On the flip side, discipleship would occur Sundays (seemed like a good day to do spiritual things). Sunday mornings we had Sunday school and Bible Study, and then during the evening our small groups met.
The challenge was always to get the mid-week students somehow interested and committed to becoming “Sunday” or “core” students. Perhaps this model sounds familiar…thanks Doug Fields!
Seriously though, I do thank him because it worked and has worked in many situations and contexts.
It just doesn’t work anymore for me.
The quandry I found myself fighting was how deep and spiritual do I get at youth group. I still wanted to have this open-door policy and provide an atmosphere conducive for new kids to come, yet now I wrestled with how much real life-change and transformation was taking place during Wacky Whiffle ball and What is the Bible? messages.
Here is what I am convinced of. As a youth leader, we should take our students as deep as we have gone…and are in the process of going (meaning that we ourselves must continue to grow)
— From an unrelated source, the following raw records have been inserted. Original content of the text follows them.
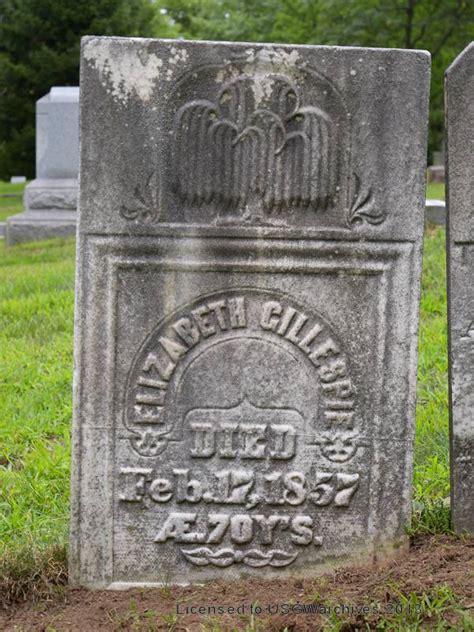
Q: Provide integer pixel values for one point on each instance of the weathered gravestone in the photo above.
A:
(50, 200)
(251, 220)
(460, 201)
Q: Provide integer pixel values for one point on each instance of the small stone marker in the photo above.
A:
(50, 200)
(250, 232)
(460, 203)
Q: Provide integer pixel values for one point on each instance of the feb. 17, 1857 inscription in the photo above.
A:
(249, 260)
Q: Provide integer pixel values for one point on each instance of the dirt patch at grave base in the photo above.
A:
(440, 566)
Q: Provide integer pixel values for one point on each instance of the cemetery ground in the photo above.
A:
(431, 588)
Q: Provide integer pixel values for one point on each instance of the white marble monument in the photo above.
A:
(50, 201)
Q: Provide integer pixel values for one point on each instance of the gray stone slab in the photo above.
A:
(460, 203)
(50, 211)
(251, 221)
(36, 225)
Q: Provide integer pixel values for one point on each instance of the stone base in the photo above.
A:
(35, 225)
(50, 211)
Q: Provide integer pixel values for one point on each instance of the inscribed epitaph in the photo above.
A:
(460, 201)
(251, 220)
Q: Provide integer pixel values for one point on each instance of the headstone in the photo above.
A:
(459, 92)
(251, 221)
(50, 200)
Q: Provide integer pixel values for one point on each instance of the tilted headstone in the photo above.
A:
(459, 90)
(50, 201)
(250, 232)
Even though we may hinder the masses from coming, those who do come will put themselves in opportunities each week to let the Holy Spirit work in their hearts and lives.
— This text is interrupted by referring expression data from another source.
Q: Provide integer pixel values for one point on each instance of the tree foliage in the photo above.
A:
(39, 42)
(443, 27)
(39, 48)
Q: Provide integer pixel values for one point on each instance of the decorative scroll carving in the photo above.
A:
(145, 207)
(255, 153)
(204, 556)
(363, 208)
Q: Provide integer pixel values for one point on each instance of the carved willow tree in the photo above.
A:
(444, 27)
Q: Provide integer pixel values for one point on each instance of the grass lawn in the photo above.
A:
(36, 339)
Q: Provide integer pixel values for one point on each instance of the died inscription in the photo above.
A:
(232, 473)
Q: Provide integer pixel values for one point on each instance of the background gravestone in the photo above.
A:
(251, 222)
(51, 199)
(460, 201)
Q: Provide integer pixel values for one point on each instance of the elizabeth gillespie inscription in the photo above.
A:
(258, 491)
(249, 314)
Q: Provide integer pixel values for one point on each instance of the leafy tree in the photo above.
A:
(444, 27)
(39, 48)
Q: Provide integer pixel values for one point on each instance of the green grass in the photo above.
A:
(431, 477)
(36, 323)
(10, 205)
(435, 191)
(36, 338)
Remember, we are striving to not just to see 15-18 year Christians, but to produce 30-40 year old Christians.
Let’s not short change long term spiritual growth for the sake of making things “cool”. Ultimately it may hurt our students in the long run. We want them to experience the fullness of partnering with God in a broken world and bring wholeness and health in every way.
Provide atmospheres in what you do to allow the students to connect with each other and with God in ways to bring about restoration, renewal, and reconciliation.
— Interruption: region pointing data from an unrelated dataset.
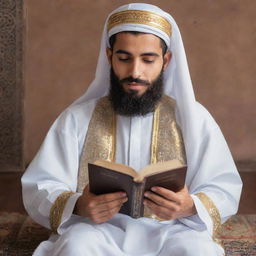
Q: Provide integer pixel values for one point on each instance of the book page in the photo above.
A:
(158, 167)
(116, 167)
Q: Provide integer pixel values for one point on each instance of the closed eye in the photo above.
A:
(124, 59)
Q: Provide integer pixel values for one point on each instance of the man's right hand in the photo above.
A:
(99, 208)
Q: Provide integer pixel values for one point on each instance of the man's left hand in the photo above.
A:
(168, 205)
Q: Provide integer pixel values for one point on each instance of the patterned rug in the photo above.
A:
(19, 235)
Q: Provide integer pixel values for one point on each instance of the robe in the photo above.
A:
(54, 171)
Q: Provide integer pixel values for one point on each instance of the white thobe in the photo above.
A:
(55, 170)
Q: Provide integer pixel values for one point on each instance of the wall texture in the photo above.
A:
(62, 44)
(11, 87)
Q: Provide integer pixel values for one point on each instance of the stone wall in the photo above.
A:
(62, 45)
(11, 89)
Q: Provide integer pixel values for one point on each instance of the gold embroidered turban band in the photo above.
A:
(140, 17)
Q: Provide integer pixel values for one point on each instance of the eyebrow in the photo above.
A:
(143, 54)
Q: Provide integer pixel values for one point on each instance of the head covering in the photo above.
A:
(210, 164)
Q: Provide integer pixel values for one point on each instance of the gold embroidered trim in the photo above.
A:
(140, 17)
(154, 137)
(58, 208)
(100, 143)
(167, 140)
(100, 140)
(213, 212)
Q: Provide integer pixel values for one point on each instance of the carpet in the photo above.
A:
(19, 235)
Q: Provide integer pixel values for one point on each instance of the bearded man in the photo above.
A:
(140, 109)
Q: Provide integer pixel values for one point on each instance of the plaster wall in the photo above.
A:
(62, 46)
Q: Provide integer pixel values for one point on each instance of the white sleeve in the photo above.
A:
(53, 172)
(215, 186)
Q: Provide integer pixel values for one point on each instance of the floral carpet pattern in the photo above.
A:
(19, 235)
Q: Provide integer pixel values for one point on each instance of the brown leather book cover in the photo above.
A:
(104, 180)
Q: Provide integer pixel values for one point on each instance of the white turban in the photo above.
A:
(211, 168)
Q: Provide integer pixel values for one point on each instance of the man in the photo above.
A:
(149, 115)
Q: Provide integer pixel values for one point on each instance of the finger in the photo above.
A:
(166, 193)
(161, 201)
(159, 211)
(108, 206)
(110, 197)
(104, 216)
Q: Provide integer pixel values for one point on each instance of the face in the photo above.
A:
(137, 60)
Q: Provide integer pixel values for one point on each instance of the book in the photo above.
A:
(107, 177)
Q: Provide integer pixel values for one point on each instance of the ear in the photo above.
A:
(109, 53)
(167, 58)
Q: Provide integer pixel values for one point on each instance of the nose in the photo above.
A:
(135, 69)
Now, I still have a real long way to go, but just over this past year, we have witnessed tremendous spiritual r. Healing, transformative prayer times, deeper spiritual insights, and alive and active faith leading to action. Our pond may be small, but we are doing deep and who knows what lies at the bottom (besides bigger fish)
I would rather have a small but deep pond with some really good fish in it then a wide and shallow lake full of tiny guppies.